Toby’s denner poked its head out from between packages and meow-chattered at him. “All right, all right, I’m coming.” He took a deep breath and began forcing his way through the gaps.
It turned out the denners had found a sizable chamber, and with some shuffling and shoving, the humans were able to enlarge it until all three could sit, knees up, with their denners perched or draped on out-jutting boxes around them. Then Corva and Shylif brought out several survival bags—sleeping bags, really, but airtight when sealed and insulated to withstand deep cold. Corva handed one to Toby.

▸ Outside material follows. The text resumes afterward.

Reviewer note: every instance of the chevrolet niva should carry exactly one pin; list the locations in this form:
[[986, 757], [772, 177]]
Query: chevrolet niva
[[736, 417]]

“What about, well…” He waved a hand.
“Bodily functions?” Shylif laughed. “You should have thought of that before we left home! Seriously, we are going to leave some evidence of ourselves behind here. They’ll know there’ve been stowaways. But as long as we don’t damage the merchandise or tip the freighter’s payload mass past its tolerances, nobody’ll care.”
Toby’s heart was pounding. He had the momentary thought that these two people he was with were actually crazy. How could a trio of animals—pets!—keep any of them alive through being frozen and shipped like packaged meat ten or twenty times the breadth of the solar system?